The fusion work is still in the RD stage.
I'm not skeptical about eventually being able to make fusion work, although magnetic fusion does require a very large facility with the knowledge we have today, and I doubt very much if the power would be close to economic.
Fusion is not as clean as people, clean of radioactivity as people might think just offhand.
The material that the fuel material is tritium, which is an interestingly radioactive material itself, and all of the materials of construction get pretty heavily irradiated.
So there is some element of waste to consider there too, not on the scale, of course, of fission.
So I guess to summarize where I think it is is that it hasn't been proven.
It isn't something that you could point to to rely on, but work and most certainly should continue on it.
I feel, I think, a little bit the way you describe it, it sounds like it's interesting, but it's kind of puzzling.
I think I can answer the first part of it very honestly and very directly, and that is that I know so little about it that any comment I might make would be perfectly, would not be useful.
good answer the second part of it hydrogen hydrogen I think is more straightforward something that to again I'm I'm not an expert on but I you know people that a to alright well the Bush administration is pretty much the forwarded the concept of hydrogen as the rather immediate answer to our problems.
All right, let me throw another big barb at you and see how you do with it.
What we have been doing and are doing now is expending fossil fuels.
In the process of expending fossil fuels, a great deal is ejected into the atmosphere by the cars we drive and the factories we run.
And there are many who now feel that what's been ejected into the atmosphere is beginning to affect our Earth in terms of warming it and melting the North Pole and the South Pole and affecting our climate.
Again, in the job I had, I had all kinds of presentations of things and the early studies on global warming by CO2.
I had presentations made there both at the laboratory and the university by the scientists that were doing it and I studied their papers.
What there is no question about in my mind is, and the evidence is absolutely clear, the carbon dioxide component of the atmosphere is going up steadily year by year.
What isn't as obvious is whether that really is having any effect on the temperatures around the world.
Every climate environmentalist will say, well, we've had a half a degree in the last 50 years or something like that, which is, although those measurements are difficult to make, I accept them.
On the other hand, in the previous 50 years, there was probably half a degree of cooling.
So it isn't, in my view, as absolutely clear as the way it's being used in the political situation, particularly internationally.
It is not clear in my mind.
On the other hand, there are other things that are, acid rain, and so on and so on.
Well, I feel that the models, having looked at the papers, the computer models that they use are very sensitive to their assumptions, and I would find it hard to really accept the results.
My own, you know, reading about this over the last several centuries, as you know from your very informed comment there, that there are large swings in the average temperature over the years simply due to the effects of sun and sunspots and so on, ice ages, little ice ages, and so on.
And whether the current tendency toward warming is man-made, the link has not been shown in my mind.

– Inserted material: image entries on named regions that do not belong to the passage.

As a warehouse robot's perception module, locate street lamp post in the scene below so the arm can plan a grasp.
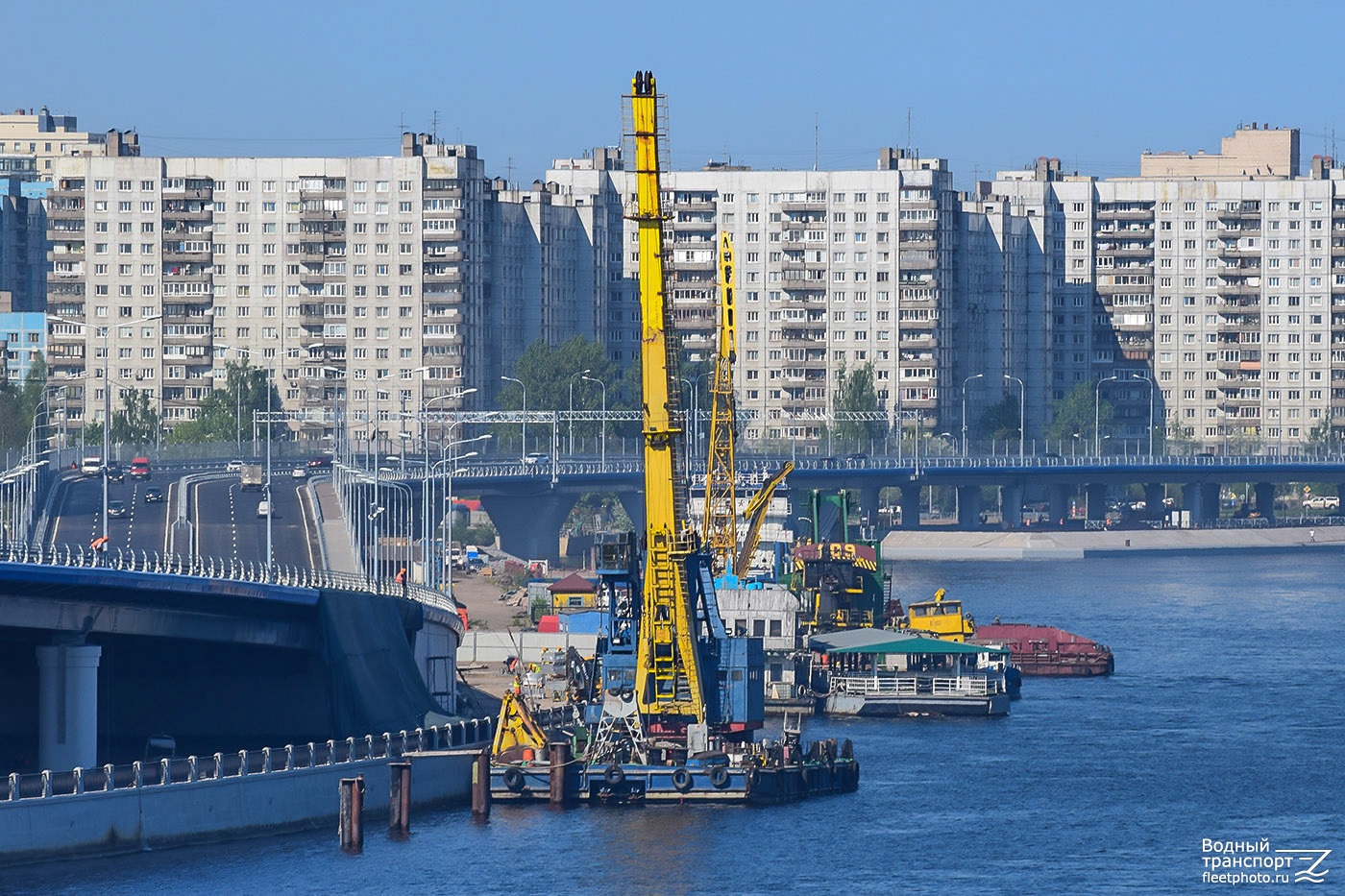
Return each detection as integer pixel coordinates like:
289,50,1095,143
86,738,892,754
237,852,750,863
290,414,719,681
571,370,593,457
1002,374,1028,463
501,376,527,460
572,374,606,470
1093,376,1120,457
962,374,986,457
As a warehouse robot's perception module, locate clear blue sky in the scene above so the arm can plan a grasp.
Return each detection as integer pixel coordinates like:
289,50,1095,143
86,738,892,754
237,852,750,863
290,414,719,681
8,0,1345,187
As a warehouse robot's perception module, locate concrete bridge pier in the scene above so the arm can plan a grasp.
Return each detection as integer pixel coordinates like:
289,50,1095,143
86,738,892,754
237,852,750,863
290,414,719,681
999,482,1023,529
37,644,102,771
1046,483,1073,527
900,482,920,529
855,486,881,526
958,486,981,529
1084,482,1107,520
1181,482,1218,523
1144,482,1166,520
481,491,578,560
1252,482,1275,521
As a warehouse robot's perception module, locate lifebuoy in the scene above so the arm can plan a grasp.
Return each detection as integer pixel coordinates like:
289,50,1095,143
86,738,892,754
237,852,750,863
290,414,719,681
672,768,693,794
504,765,524,794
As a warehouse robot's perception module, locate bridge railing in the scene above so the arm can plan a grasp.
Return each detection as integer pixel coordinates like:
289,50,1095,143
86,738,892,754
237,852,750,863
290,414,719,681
0,717,495,802
0,541,463,624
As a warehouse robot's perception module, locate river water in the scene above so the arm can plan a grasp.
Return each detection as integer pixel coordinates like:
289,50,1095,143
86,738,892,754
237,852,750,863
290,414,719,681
0,551,1345,895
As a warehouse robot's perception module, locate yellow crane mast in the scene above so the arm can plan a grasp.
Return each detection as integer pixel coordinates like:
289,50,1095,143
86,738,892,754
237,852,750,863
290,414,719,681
629,71,706,731
733,460,794,578
700,232,746,576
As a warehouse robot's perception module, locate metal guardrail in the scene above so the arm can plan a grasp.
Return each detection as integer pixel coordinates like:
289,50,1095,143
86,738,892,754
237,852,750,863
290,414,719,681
0,543,464,638
0,717,495,802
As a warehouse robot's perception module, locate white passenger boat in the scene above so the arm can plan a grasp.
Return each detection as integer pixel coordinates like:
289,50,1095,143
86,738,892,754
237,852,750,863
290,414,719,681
808,628,1009,715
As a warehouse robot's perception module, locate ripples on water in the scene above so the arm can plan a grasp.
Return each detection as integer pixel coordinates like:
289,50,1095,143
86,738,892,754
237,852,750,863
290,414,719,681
10,553,1345,895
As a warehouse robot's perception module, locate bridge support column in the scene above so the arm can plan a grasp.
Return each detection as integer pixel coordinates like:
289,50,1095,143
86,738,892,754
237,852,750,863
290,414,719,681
1084,482,1107,520
1254,482,1275,522
958,486,981,529
1046,483,1073,529
1181,482,1218,524
37,644,102,771
999,482,1023,529
900,482,920,529
481,493,578,560
1144,482,1167,520
855,486,880,531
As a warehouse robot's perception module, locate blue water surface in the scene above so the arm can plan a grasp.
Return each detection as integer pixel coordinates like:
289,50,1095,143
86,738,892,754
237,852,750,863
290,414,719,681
0,551,1345,895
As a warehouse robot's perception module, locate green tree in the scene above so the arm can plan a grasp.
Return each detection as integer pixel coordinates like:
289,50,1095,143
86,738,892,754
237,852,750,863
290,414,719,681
168,358,283,441
110,389,159,447
0,353,47,448
833,362,887,447
1046,382,1115,449
495,336,622,453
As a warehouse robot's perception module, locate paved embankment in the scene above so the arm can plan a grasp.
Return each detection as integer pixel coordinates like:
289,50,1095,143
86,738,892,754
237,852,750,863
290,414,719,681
882,526,1345,560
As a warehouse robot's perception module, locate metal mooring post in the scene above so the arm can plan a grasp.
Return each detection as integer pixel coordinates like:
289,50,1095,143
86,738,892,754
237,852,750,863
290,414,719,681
472,749,491,821
387,763,411,836
339,775,364,853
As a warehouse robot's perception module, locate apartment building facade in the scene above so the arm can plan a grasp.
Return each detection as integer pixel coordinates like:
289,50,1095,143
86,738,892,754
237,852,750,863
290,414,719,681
548,150,1016,450
48,134,494,439
992,127,1345,453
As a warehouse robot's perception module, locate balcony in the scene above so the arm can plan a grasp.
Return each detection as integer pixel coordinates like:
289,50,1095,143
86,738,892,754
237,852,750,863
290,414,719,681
1097,205,1154,222
159,242,215,265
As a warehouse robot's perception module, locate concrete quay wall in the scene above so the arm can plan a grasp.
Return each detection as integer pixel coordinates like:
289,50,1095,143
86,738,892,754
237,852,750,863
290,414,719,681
0,748,478,863
882,526,1345,560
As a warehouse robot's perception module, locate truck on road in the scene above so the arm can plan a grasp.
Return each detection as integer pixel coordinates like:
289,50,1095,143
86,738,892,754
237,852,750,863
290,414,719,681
238,464,262,491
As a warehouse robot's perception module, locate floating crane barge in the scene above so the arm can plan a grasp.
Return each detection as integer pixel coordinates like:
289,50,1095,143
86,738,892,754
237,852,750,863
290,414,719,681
491,71,860,803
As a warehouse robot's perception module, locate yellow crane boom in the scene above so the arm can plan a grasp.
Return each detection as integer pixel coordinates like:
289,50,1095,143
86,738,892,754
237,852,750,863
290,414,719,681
700,232,741,574
629,71,705,722
733,460,794,577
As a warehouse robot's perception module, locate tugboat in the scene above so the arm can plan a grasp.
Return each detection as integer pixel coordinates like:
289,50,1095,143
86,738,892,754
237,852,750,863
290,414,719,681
889,588,1116,678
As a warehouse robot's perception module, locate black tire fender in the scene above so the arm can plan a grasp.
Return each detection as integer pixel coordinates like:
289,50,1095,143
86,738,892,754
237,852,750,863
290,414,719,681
672,768,696,794
710,765,729,789
503,765,524,794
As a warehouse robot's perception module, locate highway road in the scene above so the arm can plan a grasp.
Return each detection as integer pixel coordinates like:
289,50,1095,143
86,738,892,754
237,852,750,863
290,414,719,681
48,475,178,551
47,466,322,568
191,469,322,567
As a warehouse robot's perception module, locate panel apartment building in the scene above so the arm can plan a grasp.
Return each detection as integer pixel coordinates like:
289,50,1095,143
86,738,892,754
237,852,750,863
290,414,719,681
48,134,638,440
546,150,1043,450
992,125,1345,453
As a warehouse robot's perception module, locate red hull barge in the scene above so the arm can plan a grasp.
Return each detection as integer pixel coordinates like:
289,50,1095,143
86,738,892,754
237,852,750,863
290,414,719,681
967,621,1116,678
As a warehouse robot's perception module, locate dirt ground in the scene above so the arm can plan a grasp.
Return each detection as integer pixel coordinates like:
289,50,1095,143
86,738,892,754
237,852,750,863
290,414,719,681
453,573,527,715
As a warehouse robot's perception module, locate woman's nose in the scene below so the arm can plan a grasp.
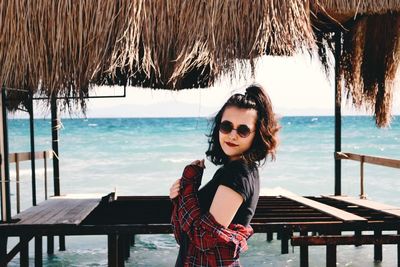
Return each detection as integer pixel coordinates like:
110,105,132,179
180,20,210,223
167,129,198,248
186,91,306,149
229,129,237,139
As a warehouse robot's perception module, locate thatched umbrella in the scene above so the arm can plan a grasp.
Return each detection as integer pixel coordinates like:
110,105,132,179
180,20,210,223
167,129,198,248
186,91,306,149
0,0,400,125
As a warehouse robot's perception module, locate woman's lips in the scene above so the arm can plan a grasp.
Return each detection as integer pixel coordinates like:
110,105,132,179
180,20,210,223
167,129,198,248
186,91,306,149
225,142,238,147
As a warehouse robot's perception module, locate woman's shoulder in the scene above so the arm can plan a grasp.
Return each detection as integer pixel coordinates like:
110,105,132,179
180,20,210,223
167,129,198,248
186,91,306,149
223,160,258,179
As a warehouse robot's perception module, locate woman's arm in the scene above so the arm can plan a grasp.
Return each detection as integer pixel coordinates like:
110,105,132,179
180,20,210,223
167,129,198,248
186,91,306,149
178,165,253,257
210,185,243,228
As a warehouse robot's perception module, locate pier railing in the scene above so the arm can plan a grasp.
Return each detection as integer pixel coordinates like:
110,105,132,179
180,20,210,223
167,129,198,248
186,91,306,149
9,150,53,213
335,152,400,199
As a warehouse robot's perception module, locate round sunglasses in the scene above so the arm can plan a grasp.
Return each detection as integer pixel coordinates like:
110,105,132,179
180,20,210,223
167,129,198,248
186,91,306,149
219,121,252,138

But by the mid-70s, it was clear it was not just a statistical.
It was a direct link.
In the case of carbon dioxide, I don't think he could make that case yet myself.
And I'm saying that as one who supports the use of nuclear power as broadly as is possible.
And clearly using the thought that carbon dioxide in the air is going to be harmful to the climate makes the case, partially makes the case for nuclear.
And, Doctor, I've got to say thank you for all the good work that you tried to do and enlightening people about the truth about nuclear industry.
I mean, most people don't understand the history of the marketplace and what happened and how, you know, with the oil crisis kind of fueled that rush to market, you know, with the second and third generation designs that really became like the industry standard when they never should have been.
And it's kind of soured everybody on the entire industry.
And I mean, if they, you know, and I honest to God, I am maybe a terminal optimist, but I think that the work that you guys did, it will come to light sooner or later.
You know, they're going to have to mothball.
These things are all going to run their, you know, life cycle.
And sooner or later, we can't just write off 20% of our electrical generating power capacity.
They're going to have to, you know, go back and re-examine the work you did.
But my big question, I guess, for you is, I know coming from your background, you're thinking like big centralized production.
But when you look at the alternatives and maybe the other uses of nuclear energy, don't you think that the real answers are all in decentralized power production?
Well, I recognize the argument there, but the thing that one always fights against, of course, is that you do get tremendous economies with scale, as you well know.
Right.
Right.
unidentified
But for a certain percentage that we need to generate, we do need those economies of scale just because of the way we live and organize our society.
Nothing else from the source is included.